Will a 1031 Exchange help avoid capital gains tax on an inherited home? When you inherit a home and use it as a rental property, you could face major tax implications when it comes time to sell unless you use a 1031 exchange.
Q: My mother who was very ill and on Social Security sold me her residence for $1.00 just in case something happened to her. We ended up moving her in with us until she died.
Her home was vacant and we decided to rent it out. But the time has come that we can no longer keep this up and need to sell it. We are worried about any capital gains taxes and want to take the money received from the sale to help pay down an existing home equity mortgage we have on our primary residence that also has attached rental units.
I’ve heard about a 1031 exchange. Could I apply it in this case?
Will a 1031 Exchange Help Avoid Capital Gains Tax on an Inherited Home?
A: A tax-deferred exchange (also referred to as a 1031 exchange or Starker exchange) is in its basic form the sale of an income-producing property with the purchase of a replacement income-producing property. While in the past, the IRS Code allowed exchanges of property other than real estate, that might change in the near future depending on what changes in the law are considered as a part of tax reform.
When it comes to real estate, you have to own a property that was held for investment purposes. To sell the property, you generally will use an exchange company to facilitate the sale and purchase of the replacement property. That company is usually an “intermediary exchange” company. You will still need your own attorney, settlement agent and title company to help out, but the exchange company will satisfy certain IRS requirements.
When you sell, all of the proceeds from the sale go to the exchange company. You then have no more than 45 days to find and notify the exchange company of the property you intend to buy as your replacement property and then you have no more than 180 days to close on that replacement property. And by the way, the replacement property sales price usually needs to be the same or higher than the sales price of the property you sold.
Those are the basics, but there are other intricate rules that you must follow to get the tax advantage you are seeking. If you qualify for a tax-deferred exchange, on the sale of the property, you get to defer the payment of all taxes on the sale of the old property, including any recapture of depreciation you might have and capital gains taxes.
Property Conditions and Purchase Considerations
We’re a bit concerned that the property was vacant for a while and we don’t know how you treated the property for income tax purposes when you purchased it. We also don’t know how your mom treated the “sale” of the home to you. Your question raises a number of issues from an income tax perspective from your mom’s side and your side as well. We’ll have to ignore those issues and talk about the 1031 issues instead. You’ll have to talk to your accountant, tax advisor or Enrolled Agent to get more information about the federal tax issues you might have.

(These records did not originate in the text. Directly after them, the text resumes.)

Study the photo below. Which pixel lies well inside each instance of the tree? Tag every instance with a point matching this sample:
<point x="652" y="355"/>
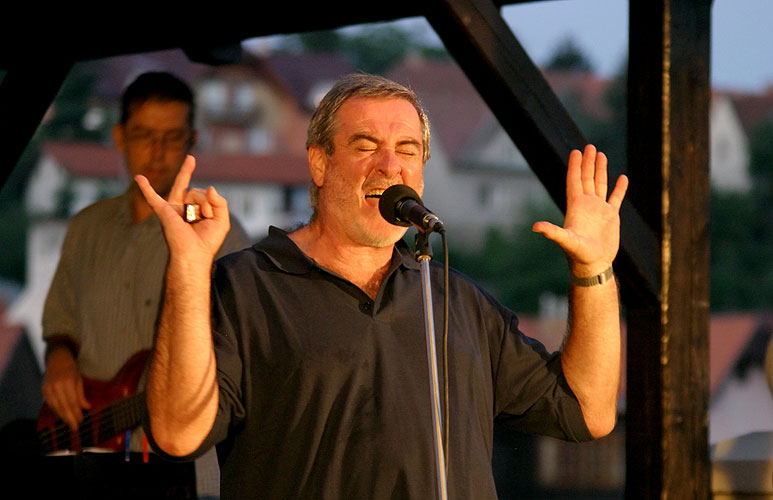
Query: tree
<point x="568" y="56"/>
<point x="372" y="48"/>
<point x="518" y="266"/>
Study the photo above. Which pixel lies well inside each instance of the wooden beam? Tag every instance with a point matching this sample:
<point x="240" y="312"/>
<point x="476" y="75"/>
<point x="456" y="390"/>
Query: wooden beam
<point x="668" y="141"/>
<point x="26" y="92"/>
<point x="474" y="32"/>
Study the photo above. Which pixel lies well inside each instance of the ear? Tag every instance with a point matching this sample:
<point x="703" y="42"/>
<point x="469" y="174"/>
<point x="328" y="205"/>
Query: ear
<point x="118" y="137"/>
<point x="317" y="164"/>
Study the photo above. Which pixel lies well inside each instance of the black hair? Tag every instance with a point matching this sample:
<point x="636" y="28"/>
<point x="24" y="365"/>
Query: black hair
<point x="158" y="85"/>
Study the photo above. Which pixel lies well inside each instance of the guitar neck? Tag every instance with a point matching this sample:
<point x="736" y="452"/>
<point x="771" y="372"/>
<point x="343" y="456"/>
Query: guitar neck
<point x="102" y="428"/>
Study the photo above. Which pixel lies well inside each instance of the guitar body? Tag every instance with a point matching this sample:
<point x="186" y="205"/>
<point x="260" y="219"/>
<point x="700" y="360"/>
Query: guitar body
<point x="115" y="408"/>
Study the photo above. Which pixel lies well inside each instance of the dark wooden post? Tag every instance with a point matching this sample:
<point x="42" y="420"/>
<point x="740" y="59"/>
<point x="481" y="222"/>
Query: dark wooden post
<point x="668" y="143"/>
<point x="26" y="92"/>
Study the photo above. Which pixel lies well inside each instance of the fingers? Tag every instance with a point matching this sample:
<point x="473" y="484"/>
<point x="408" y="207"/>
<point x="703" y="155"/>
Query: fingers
<point x="600" y="175"/>
<point x="182" y="180"/>
<point x="588" y="170"/>
<point x="67" y="399"/>
<point x="587" y="173"/>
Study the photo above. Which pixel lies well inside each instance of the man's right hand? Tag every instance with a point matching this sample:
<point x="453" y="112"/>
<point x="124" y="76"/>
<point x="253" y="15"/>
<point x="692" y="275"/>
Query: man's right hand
<point x="63" y="387"/>
<point x="197" y="242"/>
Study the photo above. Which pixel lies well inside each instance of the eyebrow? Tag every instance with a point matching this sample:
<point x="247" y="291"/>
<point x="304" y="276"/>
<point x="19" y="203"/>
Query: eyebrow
<point x="362" y="136"/>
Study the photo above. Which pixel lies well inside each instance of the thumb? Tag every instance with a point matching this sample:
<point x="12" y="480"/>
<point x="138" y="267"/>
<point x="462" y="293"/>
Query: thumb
<point x="84" y="403"/>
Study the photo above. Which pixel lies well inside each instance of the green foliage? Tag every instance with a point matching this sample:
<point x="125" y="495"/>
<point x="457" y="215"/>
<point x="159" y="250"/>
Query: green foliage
<point x="569" y="56"/>
<point x="742" y="234"/>
<point x="518" y="266"/>
<point x="372" y="48"/>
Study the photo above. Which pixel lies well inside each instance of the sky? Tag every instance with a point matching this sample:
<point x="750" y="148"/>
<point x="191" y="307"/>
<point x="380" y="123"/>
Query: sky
<point x="742" y="36"/>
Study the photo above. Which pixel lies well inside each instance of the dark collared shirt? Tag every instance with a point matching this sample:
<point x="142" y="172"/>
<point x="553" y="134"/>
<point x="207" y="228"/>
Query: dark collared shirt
<point x="324" y="393"/>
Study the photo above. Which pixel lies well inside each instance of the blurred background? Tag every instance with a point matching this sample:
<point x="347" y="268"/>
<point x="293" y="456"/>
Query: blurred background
<point x="252" y="118"/>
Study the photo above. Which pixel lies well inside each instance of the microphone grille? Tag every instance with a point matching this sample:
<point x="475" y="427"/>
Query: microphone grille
<point x="387" y="205"/>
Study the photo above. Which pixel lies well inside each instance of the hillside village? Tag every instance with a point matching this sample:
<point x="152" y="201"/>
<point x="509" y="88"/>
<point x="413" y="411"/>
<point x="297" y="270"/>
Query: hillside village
<point x="252" y="118"/>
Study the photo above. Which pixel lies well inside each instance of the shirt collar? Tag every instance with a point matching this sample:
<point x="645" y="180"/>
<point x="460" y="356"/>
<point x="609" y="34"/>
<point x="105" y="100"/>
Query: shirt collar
<point x="286" y="255"/>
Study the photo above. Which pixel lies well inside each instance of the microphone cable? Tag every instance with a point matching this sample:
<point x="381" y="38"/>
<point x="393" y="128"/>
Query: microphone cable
<point x="445" y="350"/>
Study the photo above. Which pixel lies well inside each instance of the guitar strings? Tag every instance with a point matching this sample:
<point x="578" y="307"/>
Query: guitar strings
<point x="61" y="432"/>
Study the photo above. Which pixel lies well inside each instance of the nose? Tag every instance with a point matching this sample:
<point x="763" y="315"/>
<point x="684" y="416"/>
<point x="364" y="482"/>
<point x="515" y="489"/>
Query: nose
<point x="389" y="164"/>
<point x="158" y="146"/>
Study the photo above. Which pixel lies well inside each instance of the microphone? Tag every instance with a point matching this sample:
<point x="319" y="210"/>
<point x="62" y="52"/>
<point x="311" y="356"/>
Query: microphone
<point x="400" y="205"/>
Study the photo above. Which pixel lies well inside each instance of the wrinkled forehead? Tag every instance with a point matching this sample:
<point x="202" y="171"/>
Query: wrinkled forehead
<point x="391" y="114"/>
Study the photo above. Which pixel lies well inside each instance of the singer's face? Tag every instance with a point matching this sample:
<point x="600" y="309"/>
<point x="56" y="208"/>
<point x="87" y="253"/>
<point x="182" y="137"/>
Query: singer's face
<point x="377" y="143"/>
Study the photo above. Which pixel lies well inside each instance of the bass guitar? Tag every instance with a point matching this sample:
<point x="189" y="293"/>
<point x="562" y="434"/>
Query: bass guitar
<point x="116" y="407"/>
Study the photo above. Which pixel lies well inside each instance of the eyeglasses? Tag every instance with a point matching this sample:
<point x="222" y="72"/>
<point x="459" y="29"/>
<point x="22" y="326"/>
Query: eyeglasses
<point x="172" y="140"/>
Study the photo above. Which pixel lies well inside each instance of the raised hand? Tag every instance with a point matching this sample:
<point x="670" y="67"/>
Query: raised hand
<point x="590" y="236"/>
<point x="199" y="241"/>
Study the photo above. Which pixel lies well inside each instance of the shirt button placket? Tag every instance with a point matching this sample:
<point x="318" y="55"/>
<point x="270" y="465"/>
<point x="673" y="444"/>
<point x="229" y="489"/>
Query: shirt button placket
<point x="366" y="307"/>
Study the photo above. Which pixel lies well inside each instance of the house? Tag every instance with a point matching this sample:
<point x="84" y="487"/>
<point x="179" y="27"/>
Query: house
<point x="252" y="118"/>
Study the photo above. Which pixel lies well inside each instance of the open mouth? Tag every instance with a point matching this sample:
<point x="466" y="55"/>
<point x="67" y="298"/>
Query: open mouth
<point x="375" y="193"/>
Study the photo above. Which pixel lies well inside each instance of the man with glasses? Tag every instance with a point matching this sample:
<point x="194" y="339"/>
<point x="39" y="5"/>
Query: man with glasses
<point x="101" y="311"/>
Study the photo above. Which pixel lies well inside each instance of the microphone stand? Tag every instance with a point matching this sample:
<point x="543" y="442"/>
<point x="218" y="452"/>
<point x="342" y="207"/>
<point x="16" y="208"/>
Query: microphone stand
<point x="423" y="254"/>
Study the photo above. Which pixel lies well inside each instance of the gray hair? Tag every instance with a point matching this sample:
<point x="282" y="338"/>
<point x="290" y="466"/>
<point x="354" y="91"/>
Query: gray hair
<point x="323" y="121"/>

However, if we can assume that you purchased the property for one dollar and your association with your mother doesn’t impair your ability to utilize a 1031 exchange, you essentially have all profit if you try to sell the property. If you kept the property as an investment for many years, treated the property as an investment, had every intent to use and keep the property for investment purposes, you might qualify and sell the property using a 1031 exchange. When you sell the property, you use the intermediary, buy a replacement property and defer the payment of taxes down the line. The replacement property must also be a property you intend to own for investment purposes.
If at any point in the course of reviewing the facts of your situation, you fail the test under Section 1031 of the IRS code, you won’t get the benefit of deferring taxes and the sale could give you substantial gain.
One last item: we don’t know if the “sale” of the property was intended as a true sale or whether your mom really gifted the home to you. If your mom gifted the home to you, your basis — or cost — in the home might be what your mom paid for the home. If what she paid for the home is about what the home is now worth, you might not have much tax to pay when you sell it.
Due to the complications and many facts that surround your situation, please talk to a tax advisor on your issue and also talk to a specialist in 1031 exchanges. Those specialists sometimes have a great eye towards seeing a transaction and telling you whether your situation fits the requirements of a 1031 exchange. They may also have a referral for you to talk to to help you with your tax situation. Good luck.